I’ve enjoyed the benefits of working for an employer with a top-up program offering close to 80 per cent of my annual income for a good portion of my leave, and I’ve been faced with the challenges of restrictive parental leave benefits as a self-employed mom, forced to choose between continuing to work throughout my year of leave with no financial support from the government in order to keep my foot in the door with clients, or to collect my allowable support with the caveat that any income earned during my period of leave must be paid back dollar to dollar, with a maximum allowable earning amount of just $50 a week (or 25 per cent of my allotted weekly benefit), essentially working for pennies to keep my business afloat.
Families today are lucky to make it through the financial rut that comes with taking the full leave, many forced to return to work early due to the high cost of living.
What we need is an overhaul of the system - to remove parental leave benefits from the employment insurance system and create a new federal program that ensures that all parents qualify for leave benefits - regardless of gender, income, or employment status - benefits that most working parents have been paying to receive for most of their careers.

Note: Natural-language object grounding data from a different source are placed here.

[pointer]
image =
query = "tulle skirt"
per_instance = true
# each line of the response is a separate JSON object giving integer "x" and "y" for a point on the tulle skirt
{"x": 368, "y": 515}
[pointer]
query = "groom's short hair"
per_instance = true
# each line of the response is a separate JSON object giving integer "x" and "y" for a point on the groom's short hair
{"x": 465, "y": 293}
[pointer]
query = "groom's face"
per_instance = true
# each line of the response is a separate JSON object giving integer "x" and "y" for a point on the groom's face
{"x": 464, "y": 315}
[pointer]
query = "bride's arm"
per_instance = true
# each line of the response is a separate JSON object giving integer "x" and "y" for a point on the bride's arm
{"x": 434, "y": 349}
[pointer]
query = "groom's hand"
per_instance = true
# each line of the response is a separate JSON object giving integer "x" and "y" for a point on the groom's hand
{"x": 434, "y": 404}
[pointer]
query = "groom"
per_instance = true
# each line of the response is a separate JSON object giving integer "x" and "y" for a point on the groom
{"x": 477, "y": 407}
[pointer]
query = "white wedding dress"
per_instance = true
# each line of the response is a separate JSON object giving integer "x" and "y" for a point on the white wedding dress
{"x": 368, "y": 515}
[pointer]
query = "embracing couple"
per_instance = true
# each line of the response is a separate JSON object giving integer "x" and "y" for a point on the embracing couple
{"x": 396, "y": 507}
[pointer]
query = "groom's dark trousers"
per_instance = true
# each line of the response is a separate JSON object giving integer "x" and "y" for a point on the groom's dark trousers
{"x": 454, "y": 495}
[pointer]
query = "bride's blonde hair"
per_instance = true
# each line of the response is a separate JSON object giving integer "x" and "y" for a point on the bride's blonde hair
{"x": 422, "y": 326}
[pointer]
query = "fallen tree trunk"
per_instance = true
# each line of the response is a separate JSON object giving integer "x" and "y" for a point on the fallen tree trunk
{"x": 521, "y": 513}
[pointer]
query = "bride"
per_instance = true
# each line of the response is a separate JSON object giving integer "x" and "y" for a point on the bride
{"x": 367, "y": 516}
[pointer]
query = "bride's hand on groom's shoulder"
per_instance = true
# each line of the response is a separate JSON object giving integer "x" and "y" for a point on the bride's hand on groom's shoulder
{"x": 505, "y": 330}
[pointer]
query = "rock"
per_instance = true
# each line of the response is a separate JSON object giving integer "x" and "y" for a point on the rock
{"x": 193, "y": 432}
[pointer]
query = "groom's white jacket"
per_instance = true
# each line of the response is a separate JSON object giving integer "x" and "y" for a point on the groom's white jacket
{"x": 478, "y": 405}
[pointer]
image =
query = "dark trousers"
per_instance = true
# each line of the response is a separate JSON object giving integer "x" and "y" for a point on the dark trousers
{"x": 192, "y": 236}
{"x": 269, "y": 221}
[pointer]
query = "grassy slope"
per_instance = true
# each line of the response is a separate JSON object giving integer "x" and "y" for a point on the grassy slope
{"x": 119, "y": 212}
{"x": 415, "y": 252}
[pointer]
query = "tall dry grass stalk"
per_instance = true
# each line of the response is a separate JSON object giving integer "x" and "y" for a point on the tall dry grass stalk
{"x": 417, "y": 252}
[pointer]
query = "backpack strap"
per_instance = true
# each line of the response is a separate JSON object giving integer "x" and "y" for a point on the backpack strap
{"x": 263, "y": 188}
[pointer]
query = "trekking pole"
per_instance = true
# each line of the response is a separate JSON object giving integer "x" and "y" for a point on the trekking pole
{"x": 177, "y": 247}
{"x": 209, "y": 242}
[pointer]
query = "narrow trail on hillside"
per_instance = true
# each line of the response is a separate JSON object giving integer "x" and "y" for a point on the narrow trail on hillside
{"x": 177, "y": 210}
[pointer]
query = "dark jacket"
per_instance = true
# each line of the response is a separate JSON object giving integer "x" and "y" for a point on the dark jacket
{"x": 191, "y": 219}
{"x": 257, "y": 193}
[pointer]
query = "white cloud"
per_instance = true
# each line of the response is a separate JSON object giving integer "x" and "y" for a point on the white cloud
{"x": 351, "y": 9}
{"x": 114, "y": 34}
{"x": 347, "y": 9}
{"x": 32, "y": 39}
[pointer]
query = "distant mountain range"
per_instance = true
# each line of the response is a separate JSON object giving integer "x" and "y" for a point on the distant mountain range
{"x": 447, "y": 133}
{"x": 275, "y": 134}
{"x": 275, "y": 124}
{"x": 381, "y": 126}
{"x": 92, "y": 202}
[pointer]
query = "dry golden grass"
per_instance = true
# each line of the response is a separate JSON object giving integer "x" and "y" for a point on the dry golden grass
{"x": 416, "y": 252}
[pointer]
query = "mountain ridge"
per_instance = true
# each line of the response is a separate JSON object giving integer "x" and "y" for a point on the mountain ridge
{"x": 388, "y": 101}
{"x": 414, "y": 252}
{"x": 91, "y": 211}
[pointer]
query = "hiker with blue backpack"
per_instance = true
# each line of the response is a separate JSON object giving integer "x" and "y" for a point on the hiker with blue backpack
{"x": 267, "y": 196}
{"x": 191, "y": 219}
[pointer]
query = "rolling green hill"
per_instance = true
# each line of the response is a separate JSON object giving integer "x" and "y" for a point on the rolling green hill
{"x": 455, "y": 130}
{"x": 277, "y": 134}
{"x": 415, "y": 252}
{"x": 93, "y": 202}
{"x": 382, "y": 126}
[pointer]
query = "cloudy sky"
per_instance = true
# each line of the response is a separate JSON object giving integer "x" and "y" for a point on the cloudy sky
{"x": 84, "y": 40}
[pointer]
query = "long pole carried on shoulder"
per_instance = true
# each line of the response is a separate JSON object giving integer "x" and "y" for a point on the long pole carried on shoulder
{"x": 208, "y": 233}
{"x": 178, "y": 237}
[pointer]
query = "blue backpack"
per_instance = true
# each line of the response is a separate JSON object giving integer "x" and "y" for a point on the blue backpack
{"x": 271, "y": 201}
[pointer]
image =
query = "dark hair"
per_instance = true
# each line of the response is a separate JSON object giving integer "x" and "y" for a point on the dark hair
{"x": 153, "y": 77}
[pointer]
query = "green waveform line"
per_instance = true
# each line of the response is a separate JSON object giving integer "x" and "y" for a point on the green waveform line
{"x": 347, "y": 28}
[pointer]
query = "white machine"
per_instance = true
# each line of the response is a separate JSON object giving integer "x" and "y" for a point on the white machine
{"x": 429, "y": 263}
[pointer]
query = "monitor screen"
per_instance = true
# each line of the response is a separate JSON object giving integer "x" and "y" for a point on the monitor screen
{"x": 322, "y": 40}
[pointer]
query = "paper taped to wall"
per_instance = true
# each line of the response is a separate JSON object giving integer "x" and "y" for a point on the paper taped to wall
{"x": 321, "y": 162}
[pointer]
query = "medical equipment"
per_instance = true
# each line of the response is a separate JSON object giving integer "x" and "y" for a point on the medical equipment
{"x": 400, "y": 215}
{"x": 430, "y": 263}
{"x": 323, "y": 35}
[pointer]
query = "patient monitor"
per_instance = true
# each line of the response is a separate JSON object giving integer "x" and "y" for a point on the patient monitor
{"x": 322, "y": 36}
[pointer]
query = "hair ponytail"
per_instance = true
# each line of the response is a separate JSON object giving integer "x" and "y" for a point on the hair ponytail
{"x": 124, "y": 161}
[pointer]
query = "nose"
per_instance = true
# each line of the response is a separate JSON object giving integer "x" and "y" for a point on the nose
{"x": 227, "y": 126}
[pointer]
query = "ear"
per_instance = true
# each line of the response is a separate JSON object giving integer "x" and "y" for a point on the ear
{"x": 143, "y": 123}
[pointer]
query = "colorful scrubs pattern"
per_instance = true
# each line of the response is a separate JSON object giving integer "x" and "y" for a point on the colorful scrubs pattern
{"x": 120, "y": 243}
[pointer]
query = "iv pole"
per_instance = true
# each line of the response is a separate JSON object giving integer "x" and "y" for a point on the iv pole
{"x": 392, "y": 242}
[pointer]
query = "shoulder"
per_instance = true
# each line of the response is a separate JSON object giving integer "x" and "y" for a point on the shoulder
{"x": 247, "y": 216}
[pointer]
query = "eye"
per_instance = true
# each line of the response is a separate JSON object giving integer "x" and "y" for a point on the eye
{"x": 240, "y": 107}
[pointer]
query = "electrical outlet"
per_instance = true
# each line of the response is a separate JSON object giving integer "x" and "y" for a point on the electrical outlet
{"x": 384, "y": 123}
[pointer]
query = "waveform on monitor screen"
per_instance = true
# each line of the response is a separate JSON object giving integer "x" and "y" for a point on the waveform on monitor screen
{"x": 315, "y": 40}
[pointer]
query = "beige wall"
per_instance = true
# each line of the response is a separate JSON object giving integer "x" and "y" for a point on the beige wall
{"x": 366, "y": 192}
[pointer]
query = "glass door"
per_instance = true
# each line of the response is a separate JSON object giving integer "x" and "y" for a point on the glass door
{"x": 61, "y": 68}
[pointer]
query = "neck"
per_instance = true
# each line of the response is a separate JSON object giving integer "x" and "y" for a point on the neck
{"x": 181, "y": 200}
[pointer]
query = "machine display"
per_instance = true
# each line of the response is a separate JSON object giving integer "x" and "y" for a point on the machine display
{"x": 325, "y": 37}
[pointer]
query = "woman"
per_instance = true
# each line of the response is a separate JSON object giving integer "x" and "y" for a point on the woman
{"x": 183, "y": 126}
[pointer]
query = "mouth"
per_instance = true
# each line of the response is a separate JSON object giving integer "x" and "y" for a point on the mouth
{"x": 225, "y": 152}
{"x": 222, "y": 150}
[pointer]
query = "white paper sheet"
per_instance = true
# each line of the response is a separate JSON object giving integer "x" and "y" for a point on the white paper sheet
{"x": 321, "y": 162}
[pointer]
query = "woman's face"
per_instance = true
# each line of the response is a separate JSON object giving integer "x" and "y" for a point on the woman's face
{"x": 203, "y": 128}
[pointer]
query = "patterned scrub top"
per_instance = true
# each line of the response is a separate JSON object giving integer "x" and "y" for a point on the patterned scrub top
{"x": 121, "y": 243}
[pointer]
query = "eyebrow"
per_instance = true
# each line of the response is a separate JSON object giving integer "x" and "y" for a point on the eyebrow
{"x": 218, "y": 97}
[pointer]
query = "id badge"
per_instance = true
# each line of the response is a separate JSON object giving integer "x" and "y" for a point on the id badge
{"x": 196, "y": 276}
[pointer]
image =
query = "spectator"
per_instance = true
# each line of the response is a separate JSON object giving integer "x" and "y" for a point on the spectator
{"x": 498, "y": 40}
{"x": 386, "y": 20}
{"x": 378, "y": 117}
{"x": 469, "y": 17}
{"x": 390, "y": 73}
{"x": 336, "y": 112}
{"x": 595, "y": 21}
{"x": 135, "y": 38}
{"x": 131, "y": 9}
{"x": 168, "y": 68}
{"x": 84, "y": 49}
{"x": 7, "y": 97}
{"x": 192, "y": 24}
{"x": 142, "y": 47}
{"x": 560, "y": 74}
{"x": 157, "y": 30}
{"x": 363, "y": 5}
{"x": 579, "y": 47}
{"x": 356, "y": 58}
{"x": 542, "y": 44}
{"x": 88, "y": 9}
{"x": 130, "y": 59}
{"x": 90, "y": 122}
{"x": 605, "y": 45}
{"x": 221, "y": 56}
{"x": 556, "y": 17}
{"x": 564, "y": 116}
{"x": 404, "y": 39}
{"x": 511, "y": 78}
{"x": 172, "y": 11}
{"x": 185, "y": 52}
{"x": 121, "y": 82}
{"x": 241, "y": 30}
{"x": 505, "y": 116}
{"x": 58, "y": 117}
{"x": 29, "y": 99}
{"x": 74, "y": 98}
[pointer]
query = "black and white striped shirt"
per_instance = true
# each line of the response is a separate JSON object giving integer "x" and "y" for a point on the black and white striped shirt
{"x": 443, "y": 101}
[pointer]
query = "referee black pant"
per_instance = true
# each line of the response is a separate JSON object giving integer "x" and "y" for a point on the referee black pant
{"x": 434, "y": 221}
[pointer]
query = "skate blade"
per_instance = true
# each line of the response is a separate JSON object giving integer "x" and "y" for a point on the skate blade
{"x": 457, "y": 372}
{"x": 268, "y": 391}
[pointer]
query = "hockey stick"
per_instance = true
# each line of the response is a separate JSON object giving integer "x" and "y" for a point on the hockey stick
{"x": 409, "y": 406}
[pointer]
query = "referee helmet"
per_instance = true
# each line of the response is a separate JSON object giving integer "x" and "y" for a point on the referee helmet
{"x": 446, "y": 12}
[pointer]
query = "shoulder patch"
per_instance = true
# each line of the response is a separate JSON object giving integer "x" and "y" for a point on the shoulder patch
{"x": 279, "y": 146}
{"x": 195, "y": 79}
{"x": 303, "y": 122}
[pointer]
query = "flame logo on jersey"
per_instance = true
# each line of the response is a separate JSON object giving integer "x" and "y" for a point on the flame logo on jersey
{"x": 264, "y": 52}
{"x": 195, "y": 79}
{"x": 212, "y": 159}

We need to normalize the process of considering flexible work schedules for employees - it shouldn’t have to be all or nothing for working parents, and we need improved incentives for employers to top up leave benefits - especially for low-earning employees who don’t meet the maximum allowable amount granted by government.
Fertility rates in Canada are on a steady decline and our country is populated with more seniors that kids for the first time ever. We need to invest in our future. What we need is more support, not more time.